With the crashing back to Earth that the IT industry as a whole suffered in the early part of this decade, many at the time scoffed at how remarkably upbeat Intel remained about the potential of internet-related technologies. Assistant Professor of Technology Management Anne-Laure Fayard and the Cora Chaired Professor of Retailing and Management Charles Galunic's 2002 case study examines the decisions taken by one of the iconic corporations of the 90s to become a purely e-corporation.
With 2001 being such an annus horriblis for the semiconductor industry, Intel had very little time to decide on whether to refocus its energies on the technologies and operating methods that had succeeded so well in the past, or to stay the course and operationalise its vision and remain faithful to the concept of an e-corporation and its related technologies. It had already made more twice as many acquisitions the previous year than in the history of the company in its search for greater synergy. As top policy makers in Intel saw it, the advantage over competitors in its sector would no longer come through innovations in micro-processing, but rather through providing first-rate organisational design and being able to allow clients to integrate this into their overall operational strategies.
In short, the corporation wanted to become, in the authors' words, "the pre-eminent building block supplier to the new economy worldwide" by being a diversified supplier of the technologies that it saw as the four pillars of the Internet economy: microprocessors, high-end server components, networking hardware, and hosted e-service businesses.
The authors describe the real predecessor of the e-corporation, the Intel Business Link (IBL), launched in 1998. This customer web order management system allowed clients to include e-commerce capabilities, as well as content information and file-sharing.

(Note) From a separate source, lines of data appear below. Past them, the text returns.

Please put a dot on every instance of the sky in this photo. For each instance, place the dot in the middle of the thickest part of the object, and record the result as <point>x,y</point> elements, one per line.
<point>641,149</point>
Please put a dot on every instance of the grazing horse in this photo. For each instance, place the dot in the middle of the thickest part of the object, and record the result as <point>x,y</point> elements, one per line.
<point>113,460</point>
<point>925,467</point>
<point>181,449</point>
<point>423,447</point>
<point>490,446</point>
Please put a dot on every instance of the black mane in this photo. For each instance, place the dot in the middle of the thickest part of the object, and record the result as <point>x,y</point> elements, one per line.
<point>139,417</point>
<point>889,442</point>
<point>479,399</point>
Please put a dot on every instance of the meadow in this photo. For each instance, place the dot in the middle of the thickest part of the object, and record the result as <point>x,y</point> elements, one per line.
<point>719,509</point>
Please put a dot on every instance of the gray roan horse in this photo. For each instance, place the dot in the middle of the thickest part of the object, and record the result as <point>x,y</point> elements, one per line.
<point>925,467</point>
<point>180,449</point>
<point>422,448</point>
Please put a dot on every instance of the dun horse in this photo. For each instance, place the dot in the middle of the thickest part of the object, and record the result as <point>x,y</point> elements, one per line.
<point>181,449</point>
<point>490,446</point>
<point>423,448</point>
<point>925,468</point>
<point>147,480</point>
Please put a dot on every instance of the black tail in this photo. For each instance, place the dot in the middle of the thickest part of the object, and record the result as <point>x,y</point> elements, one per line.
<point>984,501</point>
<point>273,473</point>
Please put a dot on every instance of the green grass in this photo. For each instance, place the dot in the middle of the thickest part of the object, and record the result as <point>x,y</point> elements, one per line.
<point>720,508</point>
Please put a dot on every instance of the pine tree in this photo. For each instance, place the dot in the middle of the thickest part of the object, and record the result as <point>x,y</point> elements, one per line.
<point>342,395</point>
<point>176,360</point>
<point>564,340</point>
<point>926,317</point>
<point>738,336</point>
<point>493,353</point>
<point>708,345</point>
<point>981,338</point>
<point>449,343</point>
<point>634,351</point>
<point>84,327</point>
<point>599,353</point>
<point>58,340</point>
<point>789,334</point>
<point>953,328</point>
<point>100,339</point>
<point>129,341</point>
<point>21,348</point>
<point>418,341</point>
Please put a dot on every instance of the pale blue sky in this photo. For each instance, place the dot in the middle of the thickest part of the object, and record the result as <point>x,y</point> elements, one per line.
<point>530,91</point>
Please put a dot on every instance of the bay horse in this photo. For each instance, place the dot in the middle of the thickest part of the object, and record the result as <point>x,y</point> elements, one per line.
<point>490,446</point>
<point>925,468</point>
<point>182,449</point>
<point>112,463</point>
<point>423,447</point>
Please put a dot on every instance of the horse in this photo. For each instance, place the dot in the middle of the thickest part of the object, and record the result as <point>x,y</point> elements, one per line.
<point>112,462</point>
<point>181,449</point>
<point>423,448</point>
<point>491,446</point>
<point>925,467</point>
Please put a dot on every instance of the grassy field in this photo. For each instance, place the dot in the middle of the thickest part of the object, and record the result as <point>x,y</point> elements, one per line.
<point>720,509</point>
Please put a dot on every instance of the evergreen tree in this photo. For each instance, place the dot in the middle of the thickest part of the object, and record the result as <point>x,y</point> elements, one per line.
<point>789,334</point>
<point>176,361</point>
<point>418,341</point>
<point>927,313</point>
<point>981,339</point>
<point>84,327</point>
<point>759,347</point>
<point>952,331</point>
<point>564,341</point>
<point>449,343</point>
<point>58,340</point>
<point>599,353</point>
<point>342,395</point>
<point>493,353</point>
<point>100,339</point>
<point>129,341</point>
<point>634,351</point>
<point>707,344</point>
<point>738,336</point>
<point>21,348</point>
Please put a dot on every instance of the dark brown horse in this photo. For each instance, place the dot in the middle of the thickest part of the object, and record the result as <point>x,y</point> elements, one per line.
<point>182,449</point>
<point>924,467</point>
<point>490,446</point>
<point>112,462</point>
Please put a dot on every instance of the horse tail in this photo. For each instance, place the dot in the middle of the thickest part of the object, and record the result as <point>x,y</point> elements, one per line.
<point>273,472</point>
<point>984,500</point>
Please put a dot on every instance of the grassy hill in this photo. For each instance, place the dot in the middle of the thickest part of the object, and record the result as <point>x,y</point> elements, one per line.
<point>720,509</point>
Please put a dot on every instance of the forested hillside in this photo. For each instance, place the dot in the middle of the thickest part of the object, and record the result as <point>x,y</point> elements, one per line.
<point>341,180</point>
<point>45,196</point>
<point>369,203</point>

By 2000, this made Intel the world leader in inline revenue. While the company was logging 40% more orders and spending 48% more time on customer relationship management, senior managers still felt that business-to-employee channels were being largely neglected. The Employee Services Project was thereby established. This comprehensive intranet network included two general features built into an employee portal: one involving the work-life relationship within Intel, the other centred on increasing efficiencies in HR management.
In late 1999, Intel CEO Craig Barrett asked for the creation of a special division to integrate all the various 'i'-initiatives that had sprung up across the company's generally decentralised and autonomous units. The e-Business Group (eBG), while having no direct business line responsibilities, had very significant operational responsibilities, being charged with making sure the e-corporation concept was firmly installed in every corner of Intel. As eBG expanded its remit, it was forced to evaluate how well the e-corporation concept as a whole was going down with both employees and customers.
The authors describe the challenges Intel faced in changing their customer's operational habits, especially the often arduous task of convincing them that using that the great deal of extra data entry the IBL system demanded would be worth their while. The study concludes with a thorough analysis of the radical impact e-corporation initiatives have had on the behaviour of Intel employees, including middle managers, field sales engineers, customer business analysts, and human resources managers.